Any changes in consumption by natural gas, oil and NGL purchasers or in governmental regulations or taxation will
also affect the actual future net cash flows from our production. In addition, the 10% discount factor which is required
by the SEC to be used in calculating discounted future net cash flows for reporting purposes is not necessarily the
most accurate discount factor. The effective interest rate at various times and the risks associated with our business
or the natural gas and oil industry in general will affect the accuracy of the 10% discount factor.
Further, declines in the prices of natural gas and oil could result in a write-down of our asset carrying values. We
utilize the full cost method of accounting for costs related to our natural gas and oil properties. Under this method, all
such costs (for both productive and nonproductive properties) are capitalized and amortized on an aggregate basis
over the estimated lives of the properties using the unit-of-production method.

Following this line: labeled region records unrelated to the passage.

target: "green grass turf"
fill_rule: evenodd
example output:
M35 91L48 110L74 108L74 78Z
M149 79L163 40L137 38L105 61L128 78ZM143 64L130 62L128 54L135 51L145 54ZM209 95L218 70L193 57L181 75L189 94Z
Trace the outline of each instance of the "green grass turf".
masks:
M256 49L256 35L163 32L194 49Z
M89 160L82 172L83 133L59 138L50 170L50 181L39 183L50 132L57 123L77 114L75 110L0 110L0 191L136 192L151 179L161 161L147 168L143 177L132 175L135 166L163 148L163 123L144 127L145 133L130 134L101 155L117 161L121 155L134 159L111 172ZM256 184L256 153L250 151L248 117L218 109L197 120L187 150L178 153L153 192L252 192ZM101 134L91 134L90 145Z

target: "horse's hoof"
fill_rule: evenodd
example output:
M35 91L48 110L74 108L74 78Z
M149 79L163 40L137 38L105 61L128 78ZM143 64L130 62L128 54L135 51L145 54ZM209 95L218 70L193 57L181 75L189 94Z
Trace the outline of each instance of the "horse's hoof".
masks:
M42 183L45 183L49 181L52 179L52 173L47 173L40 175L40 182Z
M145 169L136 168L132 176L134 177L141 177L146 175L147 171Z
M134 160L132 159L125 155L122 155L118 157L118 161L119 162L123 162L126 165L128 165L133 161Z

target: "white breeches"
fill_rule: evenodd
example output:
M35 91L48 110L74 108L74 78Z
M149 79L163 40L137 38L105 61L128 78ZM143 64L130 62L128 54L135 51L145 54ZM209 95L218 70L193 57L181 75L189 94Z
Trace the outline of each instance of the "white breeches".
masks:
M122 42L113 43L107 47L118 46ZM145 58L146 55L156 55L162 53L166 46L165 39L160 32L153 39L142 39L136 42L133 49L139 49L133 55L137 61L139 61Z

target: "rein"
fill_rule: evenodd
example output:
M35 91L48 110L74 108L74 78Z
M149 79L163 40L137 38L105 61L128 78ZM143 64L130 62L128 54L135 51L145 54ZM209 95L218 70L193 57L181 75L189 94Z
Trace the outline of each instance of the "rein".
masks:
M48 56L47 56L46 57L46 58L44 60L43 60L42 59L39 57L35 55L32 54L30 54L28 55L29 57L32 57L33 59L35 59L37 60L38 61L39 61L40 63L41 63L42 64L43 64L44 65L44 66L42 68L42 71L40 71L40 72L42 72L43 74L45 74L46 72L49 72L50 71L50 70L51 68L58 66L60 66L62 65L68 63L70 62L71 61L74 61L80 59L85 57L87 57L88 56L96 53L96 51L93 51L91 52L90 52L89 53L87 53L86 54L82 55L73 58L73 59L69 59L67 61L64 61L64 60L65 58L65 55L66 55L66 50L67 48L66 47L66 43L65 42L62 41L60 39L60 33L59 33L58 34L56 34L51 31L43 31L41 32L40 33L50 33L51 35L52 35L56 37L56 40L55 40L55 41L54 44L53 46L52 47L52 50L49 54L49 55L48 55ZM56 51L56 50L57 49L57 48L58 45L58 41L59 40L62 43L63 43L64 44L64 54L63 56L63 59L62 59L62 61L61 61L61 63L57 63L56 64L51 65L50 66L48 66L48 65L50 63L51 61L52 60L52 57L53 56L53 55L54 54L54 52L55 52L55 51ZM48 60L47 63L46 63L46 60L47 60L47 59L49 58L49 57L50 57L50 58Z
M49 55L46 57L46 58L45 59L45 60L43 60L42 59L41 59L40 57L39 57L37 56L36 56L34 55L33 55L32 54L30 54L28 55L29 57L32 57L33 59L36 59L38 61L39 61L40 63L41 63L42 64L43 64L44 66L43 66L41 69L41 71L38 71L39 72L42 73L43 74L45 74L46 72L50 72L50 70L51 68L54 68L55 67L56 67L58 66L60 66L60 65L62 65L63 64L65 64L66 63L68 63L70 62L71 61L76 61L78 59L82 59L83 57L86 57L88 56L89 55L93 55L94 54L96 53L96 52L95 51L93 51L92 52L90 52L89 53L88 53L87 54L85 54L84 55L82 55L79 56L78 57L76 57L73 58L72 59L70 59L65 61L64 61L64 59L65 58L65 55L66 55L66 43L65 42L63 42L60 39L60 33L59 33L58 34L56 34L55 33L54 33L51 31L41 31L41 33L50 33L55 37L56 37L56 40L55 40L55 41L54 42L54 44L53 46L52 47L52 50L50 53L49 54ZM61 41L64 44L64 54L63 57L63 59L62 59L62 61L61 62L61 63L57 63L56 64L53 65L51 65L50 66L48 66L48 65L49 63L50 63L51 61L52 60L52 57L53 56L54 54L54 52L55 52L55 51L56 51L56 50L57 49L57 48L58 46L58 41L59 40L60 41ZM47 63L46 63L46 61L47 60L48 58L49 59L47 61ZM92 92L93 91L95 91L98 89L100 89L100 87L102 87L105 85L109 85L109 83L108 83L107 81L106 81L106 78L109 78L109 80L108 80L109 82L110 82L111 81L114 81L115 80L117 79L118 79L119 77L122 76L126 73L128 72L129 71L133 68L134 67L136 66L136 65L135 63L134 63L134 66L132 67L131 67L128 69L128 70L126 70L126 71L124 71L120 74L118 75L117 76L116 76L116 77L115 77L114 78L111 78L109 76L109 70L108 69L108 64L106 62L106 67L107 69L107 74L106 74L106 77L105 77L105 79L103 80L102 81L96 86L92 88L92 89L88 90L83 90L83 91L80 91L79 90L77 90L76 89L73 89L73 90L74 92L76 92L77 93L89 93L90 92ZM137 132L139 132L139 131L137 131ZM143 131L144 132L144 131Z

However, these capitalized costs are
subject to a quarterly ceiling test that limits such pooled costs to the aggregate of the present value of future net
revenues attributable to proved natural gas, oil and NGL reserves discounted at 10% plus the lower of cost or market
value of unproved properties, adjusted for the impact of derivatives accounted for as cash flow hedges. We are required
to write down the carrying value of our natural gas and oil assets if capitalized costs exceed the ceiling limit, and such
write-downs can be material. The risk that we will be required to write down the carrying value of our natural gas and
oil properties increases when natural gas and oil prices are low.